Bibì a tutti i costi ci voleva entrare.
Alle mie sgridate, s'acculava , alzava e scoteva una delle due
zampine davanti, starnutiva, poi con un'orecchia sù e l'altra giù stava a
guardarmi proprio con l'aria di credere che non era possibile , non era
possibile che a una cagnolina bellina come lei non fosse lecito entrare in
chiesa.
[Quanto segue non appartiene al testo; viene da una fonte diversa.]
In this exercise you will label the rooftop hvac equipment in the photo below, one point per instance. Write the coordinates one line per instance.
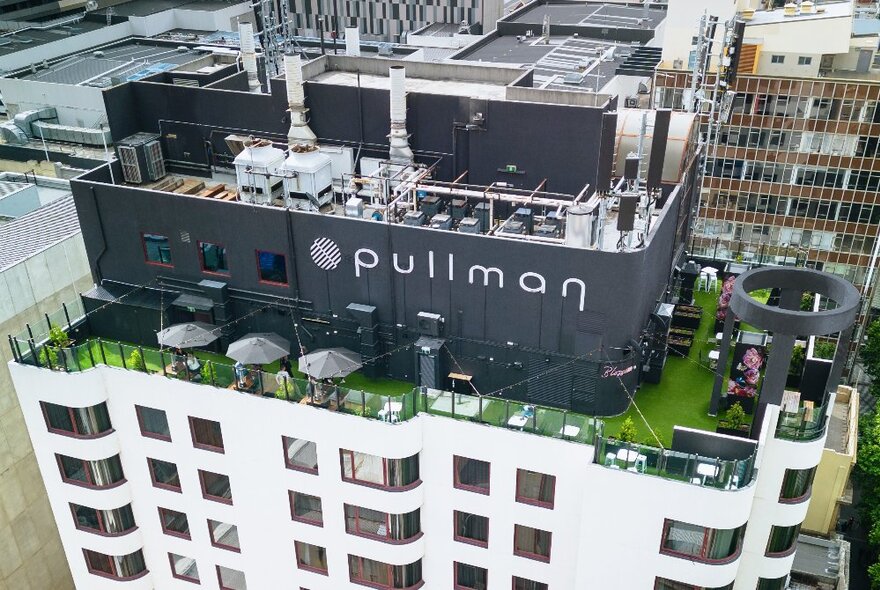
(308, 178)
(469, 225)
(140, 156)
(580, 223)
(441, 221)
(256, 172)
(414, 218)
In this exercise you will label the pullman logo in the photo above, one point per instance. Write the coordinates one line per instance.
(325, 253)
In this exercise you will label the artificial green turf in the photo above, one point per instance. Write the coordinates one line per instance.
(682, 396)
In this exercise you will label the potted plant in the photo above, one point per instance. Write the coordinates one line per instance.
(734, 422)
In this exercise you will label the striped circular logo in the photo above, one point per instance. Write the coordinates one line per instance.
(325, 253)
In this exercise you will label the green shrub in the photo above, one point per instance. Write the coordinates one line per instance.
(628, 430)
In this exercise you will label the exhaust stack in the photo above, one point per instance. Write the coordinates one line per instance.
(399, 152)
(300, 133)
(249, 55)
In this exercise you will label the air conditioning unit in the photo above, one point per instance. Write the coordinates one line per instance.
(141, 158)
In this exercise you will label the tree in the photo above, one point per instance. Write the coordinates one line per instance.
(870, 351)
(628, 430)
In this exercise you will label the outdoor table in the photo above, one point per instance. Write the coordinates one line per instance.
(518, 421)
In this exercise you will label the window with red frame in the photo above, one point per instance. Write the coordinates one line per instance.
(104, 522)
(230, 579)
(471, 528)
(471, 474)
(224, 536)
(681, 539)
(524, 584)
(470, 576)
(213, 258)
(153, 423)
(300, 454)
(80, 422)
(377, 574)
(164, 474)
(184, 568)
(215, 486)
(311, 557)
(121, 567)
(101, 473)
(174, 523)
(206, 434)
(157, 249)
(306, 508)
(531, 543)
(535, 488)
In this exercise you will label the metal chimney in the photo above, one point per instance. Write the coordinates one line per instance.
(353, 41)
(300, 133)
(399, 152)
(249, 55)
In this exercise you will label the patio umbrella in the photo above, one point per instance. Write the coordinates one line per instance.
(188, 335)
(330, 362)
(259, 348)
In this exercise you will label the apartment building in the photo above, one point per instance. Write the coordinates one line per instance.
(792, 174)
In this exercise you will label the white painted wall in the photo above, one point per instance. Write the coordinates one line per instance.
(606, 524)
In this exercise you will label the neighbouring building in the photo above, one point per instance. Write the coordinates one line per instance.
(498, 303)
(792, 174)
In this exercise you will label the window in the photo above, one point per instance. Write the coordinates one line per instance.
(471, 576)
(157, 249)
(104, 522)
(120, 567)
(101, 473)
(224, 536)
(213, 258)
(306, 508)
(797, 485)
(471, 474)
(184, 568)
(174, 523)
(311, 557)
(230, 579)
(378, 471)
(215, 486)
(700, 543)
(664, 584)
(206, 434)
(471, 528)
(531, 543)
(783, 540)
(376, 574)
(381, 525)
(153, 423)
(164, 474)
(535, 488)
(523, 584)
(80, 422)
(300, 454)
(271, 267)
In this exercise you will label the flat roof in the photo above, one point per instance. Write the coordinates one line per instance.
(591, 14)
(126, 61)
(26, 38)
(487, 90)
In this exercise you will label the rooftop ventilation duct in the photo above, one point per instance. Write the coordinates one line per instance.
(353, 42)
(249, 55)
(300, 133)
(399, 152)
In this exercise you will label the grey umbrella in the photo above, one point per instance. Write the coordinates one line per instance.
(188, 335)
(259, 348)
(330, 362)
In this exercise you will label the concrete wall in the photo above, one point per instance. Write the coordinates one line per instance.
(31, 557)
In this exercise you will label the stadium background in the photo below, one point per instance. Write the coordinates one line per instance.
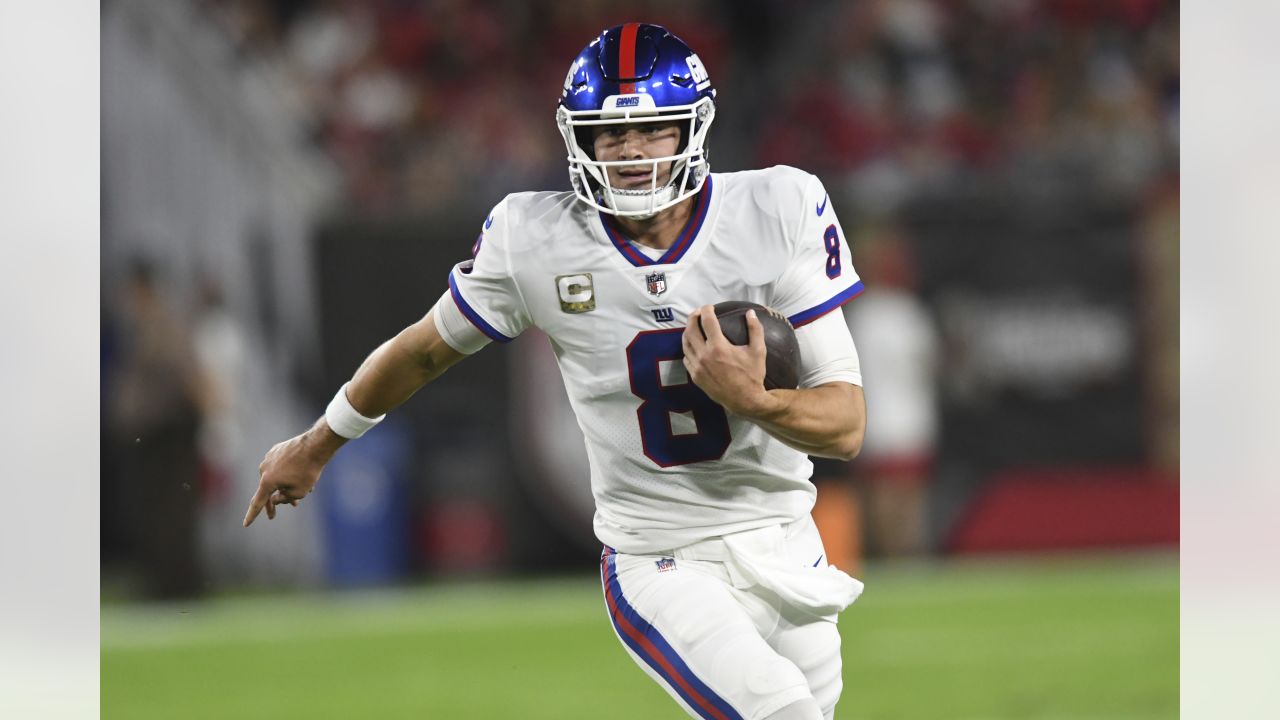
(298, 177)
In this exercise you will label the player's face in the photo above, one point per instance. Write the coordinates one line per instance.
(636, 141)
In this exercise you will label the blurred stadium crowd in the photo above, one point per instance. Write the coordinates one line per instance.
(420, 101)
(991, 141)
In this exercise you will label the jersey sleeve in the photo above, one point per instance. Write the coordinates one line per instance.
(819, 276)
(484, 294)
(827, 352)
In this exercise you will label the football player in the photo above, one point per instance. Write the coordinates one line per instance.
(714, 577)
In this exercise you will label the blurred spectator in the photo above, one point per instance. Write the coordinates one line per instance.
(158, 402)
(899, 346)
(220, 349)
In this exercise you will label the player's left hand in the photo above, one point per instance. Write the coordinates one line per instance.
(730, 374)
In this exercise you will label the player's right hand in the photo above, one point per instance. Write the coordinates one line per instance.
(291, 470)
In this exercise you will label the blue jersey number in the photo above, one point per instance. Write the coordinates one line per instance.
(831, 240)
(661, 443)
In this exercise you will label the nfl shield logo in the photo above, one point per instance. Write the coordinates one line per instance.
(656, 282)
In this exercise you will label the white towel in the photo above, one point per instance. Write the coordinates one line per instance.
(760, 557)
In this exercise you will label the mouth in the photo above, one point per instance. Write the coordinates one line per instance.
(634, 180)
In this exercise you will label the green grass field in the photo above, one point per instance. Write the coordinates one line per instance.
(1086, 638)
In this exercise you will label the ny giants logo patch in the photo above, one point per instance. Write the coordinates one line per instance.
(656, 283)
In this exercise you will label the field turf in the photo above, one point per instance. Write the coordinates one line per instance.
(1082, 638)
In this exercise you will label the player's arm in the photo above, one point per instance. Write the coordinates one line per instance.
(827, 420)
(384, 381)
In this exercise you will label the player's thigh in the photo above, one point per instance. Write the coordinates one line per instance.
(810, 643)
(813, 646)
(688, 630)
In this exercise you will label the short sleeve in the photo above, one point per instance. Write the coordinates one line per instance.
(484, 288)
(821, 274)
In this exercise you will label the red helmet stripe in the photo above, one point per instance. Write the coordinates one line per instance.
(627, 57)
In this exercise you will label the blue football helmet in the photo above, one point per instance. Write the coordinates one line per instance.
(636, 73)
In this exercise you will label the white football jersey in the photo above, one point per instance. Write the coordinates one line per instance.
(670, 466)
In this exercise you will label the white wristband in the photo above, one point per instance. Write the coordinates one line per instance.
(344, 420)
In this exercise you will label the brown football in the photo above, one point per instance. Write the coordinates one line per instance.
(782, 359)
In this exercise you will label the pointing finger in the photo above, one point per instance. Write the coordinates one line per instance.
(255, 506)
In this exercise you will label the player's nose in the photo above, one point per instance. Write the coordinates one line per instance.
(632, 145)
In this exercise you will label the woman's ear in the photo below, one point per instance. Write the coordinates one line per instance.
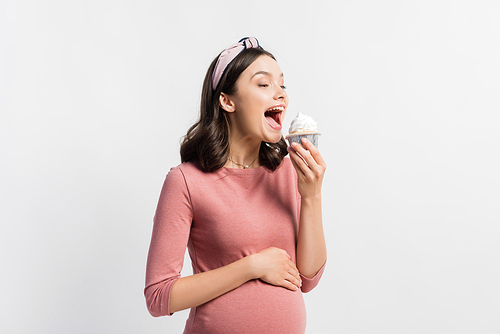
(226, 103)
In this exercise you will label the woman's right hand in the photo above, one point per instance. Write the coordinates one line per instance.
(273, 265)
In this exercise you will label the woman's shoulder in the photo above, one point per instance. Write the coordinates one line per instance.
(286, 166)
(190, 168)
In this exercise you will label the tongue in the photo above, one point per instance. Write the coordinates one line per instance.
(272, 122)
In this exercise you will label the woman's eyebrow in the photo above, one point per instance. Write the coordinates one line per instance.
(265, 73)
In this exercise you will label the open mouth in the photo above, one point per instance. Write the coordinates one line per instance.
(273, 117)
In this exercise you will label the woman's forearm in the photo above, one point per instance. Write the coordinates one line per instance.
(311, 247)
(191, 291)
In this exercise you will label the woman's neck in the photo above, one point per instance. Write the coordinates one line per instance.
(243, 154)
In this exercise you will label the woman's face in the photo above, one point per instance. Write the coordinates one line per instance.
(260, 102)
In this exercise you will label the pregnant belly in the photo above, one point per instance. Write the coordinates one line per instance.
(254, 307)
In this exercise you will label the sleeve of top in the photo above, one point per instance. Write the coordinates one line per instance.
(171, 227)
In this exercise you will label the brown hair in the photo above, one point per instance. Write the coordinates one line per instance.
(208, 139)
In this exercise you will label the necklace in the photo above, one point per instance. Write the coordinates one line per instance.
(244, 166)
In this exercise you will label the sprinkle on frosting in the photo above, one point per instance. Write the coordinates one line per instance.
(303, 123)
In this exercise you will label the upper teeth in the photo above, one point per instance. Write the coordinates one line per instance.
(276, 109)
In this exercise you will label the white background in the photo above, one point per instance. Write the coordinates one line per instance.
(95, 96)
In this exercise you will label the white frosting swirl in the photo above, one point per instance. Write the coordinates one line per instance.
(303, 123)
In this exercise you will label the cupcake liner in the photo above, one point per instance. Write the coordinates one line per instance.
(297, 138)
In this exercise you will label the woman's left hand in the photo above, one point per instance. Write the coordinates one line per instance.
(310, 168)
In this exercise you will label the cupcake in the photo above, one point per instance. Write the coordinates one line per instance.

Se non ci stava nessuno!
A me era sempre bastato finora averla dentro, a mio modo, il
sentimento di Dio. Per rispetto a quello che ne avevano gli altri , avevo
sempre impedito a Bibì di entrare in chiesa; ma non c'entravo nemmeno io. Mi
tenevo il mio sentimento e cercavo di seguirlo stando in piedi, anzichè andarmi
a inginocchiare nella casa che gli altri gli avevano costruito.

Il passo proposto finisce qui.